Bridgetina is a parody of the English Jacobin writer Mary Hays and the fictional account of her life in Memoirs of Emma Courtney (1796). As Grogan explains, “this work was viewed by the Loyalist camp with horror and disgust as it epitomized all the sexual promiscuity and female forwardness they feared resulted from adopting ‘revolutionary principles.’” Bridgetina adopts New Philosophical ideas and as a result insults her mother and openly declares her love to her beloved. She is a careless and uncomprehending reader, often simply parroting what she has read. Bridgetina is not a real reformer as the Christian characters in the novel are—she only uses her knowledge of the New Philosophy to impress others.

Harriet is juxtaposed to Julia. She has an aunt and a father who advise her; she reads carefully and skeptically and is a Christian. Harriet’s virtues are firmly based in religion: learning, self-control, and responsibility. Unlike Julia and Brigetina, Harriet restrains herself when it comes to love. While the other two protagonists selfishly follow their passions, Harriet refuses to ally herself with Henry Sydney while he is poor, since such a marriage would harm his career and make both unhappy. In the end, she is rewarded for this, as Mrs. Fielding leaves money to the couple to enable them to marry.

Hamilton’s comparison of the three protagonists encourages the reader to assess what is proper and improper behavior for a woman—this “reflects Hamilton’s belief that females should learn to think rather than just to obey”, which aligns her with English Jacobins such as Wollstonecraft rather than Loyalist writers. The important role that reading plays in the novel connects her more closely with the English Jacobins than with the Loyalists as well. While many Loyalists argued that women should not have access to a great deal of written material, Hamilton contended that since such control is impossible, teaching women to read carefully and thoughtfully is the best course.

Modern Philosophers is not just about women, however. The implicit comparisons between Mr. Gubbles, who abandons his job and family after subscribing to the New Philosophy, and Dr. Orwell and Henry Sydney who are "well-read, open-minded, compassionate and civil, but for whom moral conduct and religious faith are lode stars", suggests that Hamilton was more interested in particular virtues than in class or gender.

==Style==
Modern Philosophers is written in the third person, which differentiates it from the first person narratives of English Jacobins such as Wollstonecraft's The Wrongs of Woman (1798) and Hays's Emma Courtney. The omniscient narrator presents the story and commentary on it, reducing readers' ability to judge the meaning of the story for themselves.

==Publication and reception==
Two editions of the novel were published in 1800 and a third in 1801—the first sold out in two months. Hamilton's name was included on the title page only with the third edition. In an “Advertisement” appended to this edition, Hamilton explains, “the Author of the …Memoirs resolved to introduce the first edition under a signature evidently fictitious” because “even the sex, of a writer may unwittingly bias the reader’s mind.” A fourth edition was released in 1804.

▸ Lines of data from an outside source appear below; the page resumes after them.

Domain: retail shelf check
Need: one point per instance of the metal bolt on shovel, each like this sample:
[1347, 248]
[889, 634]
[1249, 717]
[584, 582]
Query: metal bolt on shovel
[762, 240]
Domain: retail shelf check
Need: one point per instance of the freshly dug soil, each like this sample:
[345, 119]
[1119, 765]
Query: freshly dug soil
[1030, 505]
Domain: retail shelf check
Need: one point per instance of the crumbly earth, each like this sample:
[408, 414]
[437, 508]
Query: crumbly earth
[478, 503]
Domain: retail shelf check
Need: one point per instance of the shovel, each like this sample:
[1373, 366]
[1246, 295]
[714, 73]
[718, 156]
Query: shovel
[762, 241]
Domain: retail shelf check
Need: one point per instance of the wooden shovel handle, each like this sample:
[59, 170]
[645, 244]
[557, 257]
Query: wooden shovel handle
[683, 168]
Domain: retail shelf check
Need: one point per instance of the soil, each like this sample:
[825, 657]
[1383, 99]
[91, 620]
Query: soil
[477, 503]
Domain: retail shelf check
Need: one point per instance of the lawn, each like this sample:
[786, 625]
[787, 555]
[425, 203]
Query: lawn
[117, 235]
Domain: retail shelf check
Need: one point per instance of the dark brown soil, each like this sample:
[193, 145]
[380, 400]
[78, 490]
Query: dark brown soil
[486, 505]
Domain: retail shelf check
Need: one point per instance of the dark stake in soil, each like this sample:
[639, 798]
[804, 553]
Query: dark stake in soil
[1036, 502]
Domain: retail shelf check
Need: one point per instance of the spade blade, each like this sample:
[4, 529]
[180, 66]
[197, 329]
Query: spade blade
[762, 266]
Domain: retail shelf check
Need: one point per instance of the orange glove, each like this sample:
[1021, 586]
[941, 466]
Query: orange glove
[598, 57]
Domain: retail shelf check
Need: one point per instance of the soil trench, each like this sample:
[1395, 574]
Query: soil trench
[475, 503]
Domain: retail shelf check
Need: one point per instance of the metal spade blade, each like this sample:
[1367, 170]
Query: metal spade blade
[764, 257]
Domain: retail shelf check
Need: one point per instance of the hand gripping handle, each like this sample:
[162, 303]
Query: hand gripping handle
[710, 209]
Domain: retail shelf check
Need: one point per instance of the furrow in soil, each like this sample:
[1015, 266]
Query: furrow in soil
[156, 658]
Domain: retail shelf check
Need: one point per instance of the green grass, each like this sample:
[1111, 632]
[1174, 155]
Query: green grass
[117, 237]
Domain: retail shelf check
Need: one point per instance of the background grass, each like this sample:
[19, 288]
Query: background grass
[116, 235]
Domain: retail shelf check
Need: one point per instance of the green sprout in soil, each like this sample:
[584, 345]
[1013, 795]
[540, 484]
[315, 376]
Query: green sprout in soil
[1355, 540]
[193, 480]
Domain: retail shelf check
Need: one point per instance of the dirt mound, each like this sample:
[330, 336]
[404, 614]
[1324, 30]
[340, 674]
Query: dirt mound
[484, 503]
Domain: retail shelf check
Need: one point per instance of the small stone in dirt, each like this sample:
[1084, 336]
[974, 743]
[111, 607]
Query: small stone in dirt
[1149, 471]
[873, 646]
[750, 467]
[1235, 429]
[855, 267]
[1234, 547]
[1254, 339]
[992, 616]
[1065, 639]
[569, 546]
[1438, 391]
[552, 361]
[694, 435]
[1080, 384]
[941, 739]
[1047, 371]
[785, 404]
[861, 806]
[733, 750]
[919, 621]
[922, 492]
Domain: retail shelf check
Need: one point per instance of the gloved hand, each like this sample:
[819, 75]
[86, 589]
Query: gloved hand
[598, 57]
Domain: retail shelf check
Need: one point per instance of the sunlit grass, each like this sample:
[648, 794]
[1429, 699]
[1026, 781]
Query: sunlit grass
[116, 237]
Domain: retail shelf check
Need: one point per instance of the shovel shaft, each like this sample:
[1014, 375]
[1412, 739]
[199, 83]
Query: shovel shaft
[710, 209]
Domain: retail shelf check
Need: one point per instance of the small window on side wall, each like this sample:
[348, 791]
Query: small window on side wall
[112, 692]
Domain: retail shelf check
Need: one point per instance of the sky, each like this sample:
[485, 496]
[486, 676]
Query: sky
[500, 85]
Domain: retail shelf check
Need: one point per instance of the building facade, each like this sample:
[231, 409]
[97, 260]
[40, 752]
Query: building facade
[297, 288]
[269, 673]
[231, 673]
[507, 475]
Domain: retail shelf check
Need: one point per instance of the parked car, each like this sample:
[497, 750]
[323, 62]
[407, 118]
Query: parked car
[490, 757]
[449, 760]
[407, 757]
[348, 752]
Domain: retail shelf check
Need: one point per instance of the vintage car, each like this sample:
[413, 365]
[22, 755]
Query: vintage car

The Anti-Jacobin Review described Modern Philosophers as “the first novel of the day” and as evidence “that all the female writers of the day are not corrupted by the voluptuous dogmas of Mary Godwin, or her more profligate imitators”.

Hamilton gained fame from Modern Philosophers, but she only wrote one more novel, the popular Cottagers of Glenburnie (1808). She turned instead to writing religious and educational treatises, such as Letters on Education (1801). George III granted her a pension for this work in 1804.

==Bibliography==

- Grogan, Claire. “Introduction” and “A Note on the Text”. Memoirs of Modern Philosophers. Peterborough: Broadview Press, 2000.